A simple question about stage design in an interview with The Creative Independent, published this week, led to a pretty epic rant on the realities of the music industry in 2016, focussing in large part on what it’s like to work with Apple.

“It’s hard to maintain your composure and your dignity, often times. I honestly don’t know what to say about it”, says Anohni. “I think it is an increasingly difficult system, the music thing. It’s just gotten worse and worse over the last fifteen years. The income streams of musicians have all been upstreamed into the pockets of computer corporations. Sound recordings are little more than free crackerjacks inside every computer or cellphone that you buy”.

Of the ‘Drone Bomb Me’ video, she explains: “It was an experiment and a challenge for me. The record companies can’t afford to advance the whole cost for making the record anymore, let alone pay for an ambitious video. So after a lot of hemming and hawing I agreed to work with Apple on the video. I wanted the video to have a wider reach, and only Apple could offer me the resources to do so”.

“No one got paid to do that video except the hairdresser”, she continues. “The whole thing was done basically for free, just to make a product that we were then obliged to rent exclusively to Apple for a fraction of what they would had to have paid for it if they had framed it as an advertisement, which is of course what it was, though I didn’t want to admit it at the time”.

Dubbing Apple “the McDonalds of consumer high tech whose wealth was largely pilfered from what was once a biodiverse music industry”, she adds: “All of us pitching in as if we were working for a charity, and Apple, one of the biggest companies in the world, walks [away] with an ad. I felt like a house cat that had been declawed. Those are the terms of engagement now in the music industry. We really get what we deserve. I am sure we are already at a point where we are forfeiting important artistic voices as a consequence of this”.

Sure, selling out is a normal part of any artists’ day now. But is it really that bad? Is there a bright side? “Vinyl sales went up 3% this year, or whatever”, notes Anohni. “But we have been played, it’s just the truth.

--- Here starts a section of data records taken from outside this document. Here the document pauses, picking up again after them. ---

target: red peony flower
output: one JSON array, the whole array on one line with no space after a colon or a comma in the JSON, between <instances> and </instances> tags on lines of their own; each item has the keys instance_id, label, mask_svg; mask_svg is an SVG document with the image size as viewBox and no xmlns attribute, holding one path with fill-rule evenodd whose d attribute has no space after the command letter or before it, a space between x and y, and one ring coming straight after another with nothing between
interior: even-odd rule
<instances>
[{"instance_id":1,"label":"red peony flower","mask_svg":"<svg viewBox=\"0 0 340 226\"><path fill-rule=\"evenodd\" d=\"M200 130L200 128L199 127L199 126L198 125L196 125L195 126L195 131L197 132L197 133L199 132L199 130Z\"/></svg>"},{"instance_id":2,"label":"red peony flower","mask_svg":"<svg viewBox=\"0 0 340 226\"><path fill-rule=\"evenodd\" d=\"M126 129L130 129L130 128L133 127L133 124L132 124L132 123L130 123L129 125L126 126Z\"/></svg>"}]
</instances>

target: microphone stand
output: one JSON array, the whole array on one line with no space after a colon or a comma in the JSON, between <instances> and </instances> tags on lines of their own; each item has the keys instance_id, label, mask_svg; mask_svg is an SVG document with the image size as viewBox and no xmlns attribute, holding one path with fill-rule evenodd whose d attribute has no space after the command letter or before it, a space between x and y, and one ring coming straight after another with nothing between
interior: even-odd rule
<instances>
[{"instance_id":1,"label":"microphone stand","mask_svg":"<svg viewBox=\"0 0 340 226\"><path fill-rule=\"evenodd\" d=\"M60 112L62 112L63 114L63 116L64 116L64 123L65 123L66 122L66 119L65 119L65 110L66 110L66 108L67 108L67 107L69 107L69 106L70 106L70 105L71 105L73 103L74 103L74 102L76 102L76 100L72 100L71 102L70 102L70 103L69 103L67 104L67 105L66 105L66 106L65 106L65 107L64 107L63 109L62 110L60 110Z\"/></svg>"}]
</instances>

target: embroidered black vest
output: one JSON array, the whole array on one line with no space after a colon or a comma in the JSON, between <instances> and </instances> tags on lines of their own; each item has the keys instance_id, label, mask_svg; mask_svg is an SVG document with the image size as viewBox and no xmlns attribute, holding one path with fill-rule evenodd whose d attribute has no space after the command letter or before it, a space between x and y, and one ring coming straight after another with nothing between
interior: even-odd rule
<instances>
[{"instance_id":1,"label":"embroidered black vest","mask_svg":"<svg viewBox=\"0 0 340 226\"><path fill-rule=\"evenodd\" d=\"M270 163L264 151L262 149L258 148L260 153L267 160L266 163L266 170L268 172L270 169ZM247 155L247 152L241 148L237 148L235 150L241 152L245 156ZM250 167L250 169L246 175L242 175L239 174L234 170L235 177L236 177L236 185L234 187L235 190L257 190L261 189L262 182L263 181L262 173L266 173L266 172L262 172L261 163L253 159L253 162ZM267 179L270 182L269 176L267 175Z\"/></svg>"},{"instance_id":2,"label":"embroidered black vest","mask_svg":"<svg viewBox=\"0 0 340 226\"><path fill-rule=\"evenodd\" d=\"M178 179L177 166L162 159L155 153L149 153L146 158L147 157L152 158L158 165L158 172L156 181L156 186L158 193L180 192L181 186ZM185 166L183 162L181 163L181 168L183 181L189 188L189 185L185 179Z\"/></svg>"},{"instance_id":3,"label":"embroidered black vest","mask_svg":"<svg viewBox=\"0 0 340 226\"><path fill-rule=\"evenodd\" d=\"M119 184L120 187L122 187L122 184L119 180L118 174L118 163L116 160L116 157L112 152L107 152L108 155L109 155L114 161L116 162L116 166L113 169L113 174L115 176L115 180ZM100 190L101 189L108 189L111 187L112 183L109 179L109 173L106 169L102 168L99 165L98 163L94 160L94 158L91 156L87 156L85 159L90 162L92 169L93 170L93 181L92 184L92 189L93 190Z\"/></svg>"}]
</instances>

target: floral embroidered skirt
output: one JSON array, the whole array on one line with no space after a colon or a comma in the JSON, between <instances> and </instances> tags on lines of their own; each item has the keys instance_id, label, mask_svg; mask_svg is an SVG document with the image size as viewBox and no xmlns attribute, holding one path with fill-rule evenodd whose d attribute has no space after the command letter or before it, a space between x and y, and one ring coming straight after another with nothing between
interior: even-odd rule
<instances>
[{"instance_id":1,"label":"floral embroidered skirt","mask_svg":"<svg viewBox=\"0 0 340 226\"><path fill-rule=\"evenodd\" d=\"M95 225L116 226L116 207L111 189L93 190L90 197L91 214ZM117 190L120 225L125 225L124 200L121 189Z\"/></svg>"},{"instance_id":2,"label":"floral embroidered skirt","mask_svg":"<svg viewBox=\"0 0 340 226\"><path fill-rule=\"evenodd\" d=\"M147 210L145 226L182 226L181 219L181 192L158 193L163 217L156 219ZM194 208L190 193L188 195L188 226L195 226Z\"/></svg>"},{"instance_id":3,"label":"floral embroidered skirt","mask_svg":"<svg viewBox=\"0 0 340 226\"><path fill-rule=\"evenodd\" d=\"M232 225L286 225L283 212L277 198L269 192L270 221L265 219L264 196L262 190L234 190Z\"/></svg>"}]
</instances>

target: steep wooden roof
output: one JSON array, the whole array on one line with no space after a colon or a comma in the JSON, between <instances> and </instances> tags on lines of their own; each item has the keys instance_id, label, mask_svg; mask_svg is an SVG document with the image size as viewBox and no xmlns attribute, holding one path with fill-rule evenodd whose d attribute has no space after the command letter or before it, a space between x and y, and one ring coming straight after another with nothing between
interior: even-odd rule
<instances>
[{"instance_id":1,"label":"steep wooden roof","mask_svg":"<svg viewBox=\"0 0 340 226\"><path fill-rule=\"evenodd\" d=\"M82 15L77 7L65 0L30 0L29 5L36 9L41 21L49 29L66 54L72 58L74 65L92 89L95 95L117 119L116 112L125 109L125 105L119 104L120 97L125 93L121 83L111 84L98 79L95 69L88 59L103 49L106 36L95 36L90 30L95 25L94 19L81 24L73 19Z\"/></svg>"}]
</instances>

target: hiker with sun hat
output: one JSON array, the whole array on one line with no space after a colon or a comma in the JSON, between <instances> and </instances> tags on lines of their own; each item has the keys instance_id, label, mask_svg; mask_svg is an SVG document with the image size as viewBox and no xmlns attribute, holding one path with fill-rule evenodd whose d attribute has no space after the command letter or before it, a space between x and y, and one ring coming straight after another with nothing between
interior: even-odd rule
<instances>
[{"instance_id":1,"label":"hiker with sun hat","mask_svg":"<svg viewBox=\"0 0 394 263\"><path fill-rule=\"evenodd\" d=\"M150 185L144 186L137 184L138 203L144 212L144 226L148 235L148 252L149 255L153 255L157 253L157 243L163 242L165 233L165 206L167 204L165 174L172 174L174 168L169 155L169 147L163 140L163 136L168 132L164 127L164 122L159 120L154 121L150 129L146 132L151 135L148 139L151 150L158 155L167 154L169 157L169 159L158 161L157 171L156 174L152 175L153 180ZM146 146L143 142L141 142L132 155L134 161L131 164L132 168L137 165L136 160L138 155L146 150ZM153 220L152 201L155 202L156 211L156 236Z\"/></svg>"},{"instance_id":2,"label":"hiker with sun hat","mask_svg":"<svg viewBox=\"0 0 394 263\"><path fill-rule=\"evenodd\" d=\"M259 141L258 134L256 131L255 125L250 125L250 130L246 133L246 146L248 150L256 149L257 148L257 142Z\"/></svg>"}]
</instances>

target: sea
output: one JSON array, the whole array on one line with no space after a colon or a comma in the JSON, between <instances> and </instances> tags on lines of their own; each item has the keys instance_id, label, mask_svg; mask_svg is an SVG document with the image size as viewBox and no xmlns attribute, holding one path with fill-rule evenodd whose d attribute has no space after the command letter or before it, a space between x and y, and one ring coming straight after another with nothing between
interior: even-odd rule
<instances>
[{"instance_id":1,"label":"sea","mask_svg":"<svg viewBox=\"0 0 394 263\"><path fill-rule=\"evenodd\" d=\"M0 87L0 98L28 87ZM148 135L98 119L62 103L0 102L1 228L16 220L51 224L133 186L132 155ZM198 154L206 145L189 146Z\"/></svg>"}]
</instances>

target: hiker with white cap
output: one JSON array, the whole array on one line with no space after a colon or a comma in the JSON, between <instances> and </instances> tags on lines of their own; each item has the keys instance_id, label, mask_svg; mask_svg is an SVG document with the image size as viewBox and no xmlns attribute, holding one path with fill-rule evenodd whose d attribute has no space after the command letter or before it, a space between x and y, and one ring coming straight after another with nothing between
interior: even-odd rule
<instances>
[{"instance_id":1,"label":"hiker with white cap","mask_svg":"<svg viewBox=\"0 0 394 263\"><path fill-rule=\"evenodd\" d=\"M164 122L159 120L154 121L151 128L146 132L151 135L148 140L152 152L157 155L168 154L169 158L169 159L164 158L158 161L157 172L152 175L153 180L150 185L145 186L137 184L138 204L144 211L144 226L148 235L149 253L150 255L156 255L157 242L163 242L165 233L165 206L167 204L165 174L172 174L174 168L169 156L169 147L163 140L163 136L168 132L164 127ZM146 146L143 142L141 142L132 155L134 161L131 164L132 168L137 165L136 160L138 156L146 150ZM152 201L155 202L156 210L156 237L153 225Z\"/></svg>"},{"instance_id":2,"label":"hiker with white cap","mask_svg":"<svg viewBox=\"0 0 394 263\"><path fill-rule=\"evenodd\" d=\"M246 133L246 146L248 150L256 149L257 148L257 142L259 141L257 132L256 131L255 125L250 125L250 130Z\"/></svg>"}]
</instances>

It’s manifest destiny. And consumers have been conveniently deceived in thinking that paying musicians for their recordings is a scam. Everyone has literally bitten the Apple; no one is connecting the fact that they no longer spend any money on recordings with the fact that they give all their money to the companies making the machines that consumers use to steal the recordings. No one sits with that equation. If you even mention it you risk ostracism”.

So it’s probably fair to say that Anohni is not particularly down with streaming. Though it’s not all doom and gloom. Maybe she should give the ‘Dissecting The Digital Dollar’ report a read. Was that a plug? Yeah, probably. But you’ve got to hawk your free-to-access content where you can, haven’t you?

Still, says Anohni, “there are kids out there that have had viral hits that didn’t even make a month’s rent”, and all this means that “there’s a tiny clutch of people at the top who are still selling recordings, the ones with enough wealth and power to reinvent the wheel each time they release an album. But you can kiss the independent music industry goodbye”.

I’m not sure the independent music industry received that memo yet. Sorry guys, it’s over for you. I liked this rant a lot more when it was all about how working with brands to fund art is a bad thing. Which it is. I know I said that was still a debate, but I was lying.

A couple of days after the interview was published, Anohni released a new video for ‘I Don’t Love You Anymore’. The video could, if you wanted to, be described as a low budget version of the ‘Drone Bomb Me’ clip – featuring Anohni in close-up, lip-syncing, with none of the frills that Apple’s money afforded. I did get an unskippable pre-roll advert for M&Ms when I hit play on it on YouTube though.